Hingga saat ini, Pemprov Sumut baru mampu merealisasikan tender kegiatan pembangunan senilai Rp1,2 triliun dari total anggaran Rp4,9 triliun yang tercantum dalam Rencana Umum Pengadaan (RUP) APBD 2025.
“Rendahnya serapan anggaran pembangunan ini jelas merugikan masyarakat Sumatera Utara. Pembangunan infrastruktur, layanan dasar seperti pendidikan dan kesehatan, serta sektor ekonomi seperti pertanian, industri, dan perdagangan yang seharusnya cepat dinikmati masyarakat, kini menjadi tertunda, ” Terang Elfanda Ananda Pengamat Anggaran dan Kebijakan Publik kepada Suarasumutonline.id Minggu (17/10).
Sementara itu, Gubernur tampak gagap menghadapi kondisi inflasi tertinggi secara nasional hingga mendapat teguran dari Menteri Dalam Negeri. Ironisnya, ia justru menyebut kenaikan harga emas sebagai salah satu penyebab inflasi.
” Gubernur lebih banyak melakukan roadshow bersama tim medianya ke daerah-daerah, termasuk meninjau jalan rusak dan menghentikan kendaraan bermuatan besar di Langkat dengan alasan peningkatan PAD. Padahal, rakyat di berbagai daerah kini terpaksa mengurangi konsumsi karena harga kebutuhan pokok—seperti cabai merah, beras, dan bawang—terus melonjak, ” bebernya.
Inflasi yang tidak terkendali menunjukkan lemahnya peran Pemprov Sumut dalam menjaga kestabilan harga. Pemerintah provinsi seolah lupa bahwa di tengah tekanan inflasi, tugas utama mereka adalah memastikan stabilitas harga melalui kerja efektif Tim Pengendali Inflasi Daerah (TPID), pemantauan distribusi barang, dan kebijakan anggaran yang tepat.

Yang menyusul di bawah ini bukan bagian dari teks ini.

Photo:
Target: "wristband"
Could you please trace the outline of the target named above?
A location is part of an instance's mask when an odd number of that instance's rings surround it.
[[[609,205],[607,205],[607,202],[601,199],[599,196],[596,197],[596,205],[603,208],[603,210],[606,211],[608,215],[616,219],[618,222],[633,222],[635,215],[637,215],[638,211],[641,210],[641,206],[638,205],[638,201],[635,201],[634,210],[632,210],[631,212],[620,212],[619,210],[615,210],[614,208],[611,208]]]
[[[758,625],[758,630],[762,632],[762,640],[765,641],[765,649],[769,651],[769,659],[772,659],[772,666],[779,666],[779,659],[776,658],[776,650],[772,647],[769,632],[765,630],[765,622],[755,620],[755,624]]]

Baru setelah mendapat teguran dari Mendagri, barulah langkah pengendalian inflasi digerakkan.
Rendahnya daya serap anggaran Pemprov Sumut juga menandakan lemahnya perencanaan dan ketiadaan jadwal kerja yang tegas.
Pergeseran anggaran yang dilakukan hingga tujuh kali, serta disahkannya Perubahan APBD 2025 pada 29 September 2025, menimbulkan ketidakpastian di seluruh dinas.

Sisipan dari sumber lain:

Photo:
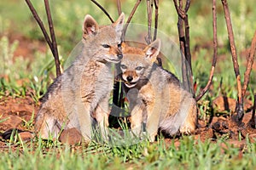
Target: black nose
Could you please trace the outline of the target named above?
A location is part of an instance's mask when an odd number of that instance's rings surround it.
[[[127,76],[126,79],[127,79],[127,81],[128,81],[129,82],[131,82],[132,81],[133,78],[132,78],[132,76]]]
[[[118,54],[117,56],[118,56],[119,59],[123,59],[123,54]]]

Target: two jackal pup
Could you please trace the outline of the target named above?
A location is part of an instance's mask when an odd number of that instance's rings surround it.
[[[38,135],[56,139],[61,130],[75,128],[85,141],[90,141],[92,120],[96,119],[106,137],[113,79],[111,63],[122,59],[120,37],[124,18],[122,14],[111,26],[99,27],[90,15],[85,16],[83,51],[43,98],[35,122]]]
[[[144,122],[151,141],[159,128],[170,135],[193,133],[197,121],[192,95],[172,73],[154,63],[160,48],[160,40],[144,50],[122,43],[124,57],[119,64],[130,103],[131,130],[140,136]]]

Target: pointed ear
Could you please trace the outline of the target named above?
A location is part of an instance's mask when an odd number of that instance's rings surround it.
[[[122,50],[125,50],[126,46],[127,45],[126,45],[125,42],[121,42]]]
[[[83,25],[83,37],[85,38],[87,36],[95,35],[99,30],[97,22],[90,16],[86,14]]]
[[[147,46],[143,50],[146,54],[146,58],[150,60],[152,63],[156,60],[156,57],[160,53],[160,40],[156,39],[155,41],[152,42],[148,46]]]
[[[119,19],[113,24],[113,26],[115,27],[115,31],[120,36],[122,35],[124,23],[125,23],[125,14],[122,13],[119,17]]]

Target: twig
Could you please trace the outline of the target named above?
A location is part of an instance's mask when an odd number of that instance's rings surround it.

Situasi ini diperburuk oleh kasus OTT Topan Ginting, yang membuat proses tender dan pengadaan barang semakin terhambat.
“Meski Biro Pengadaan Barang dan Jasa (PBJ) Setdaprov Sumut telah menegaskan bahwa seluruh pengadaan dilakukan sesuai Peraturan Presiden Nomor 6 Tahun 2025 tentang Pengadaan Barang dan Jasa, namun hal itu belum cukup. Pemprov Sumut harus memastikan agar tidak terjadi lagi praktik korupsi seperti pada kasus proyek jalan Sumut, termasuk adanya “uang klik” sebesar 0,5 persen dalam e-katalog, ” Terangnya.
Biro PBJ Setdaprov Sumut, menurutnya wajib menjalankan fungsi secara transparan, akuntabel, dan adil bagi seluruh peserta tender. DPRD Sumut harus memperkuat fungsi pengawasan, sementara KPK diharapkan tidak dijadikan alat legitimasi politik dalam pengawalan penyusunan APBD.
” Dan Inspektorat pun harus menjalankan fungsi pengawasan secara independen, bukan sekadar menjadi alat kekuasaan kepala daerah, ” tutupnya.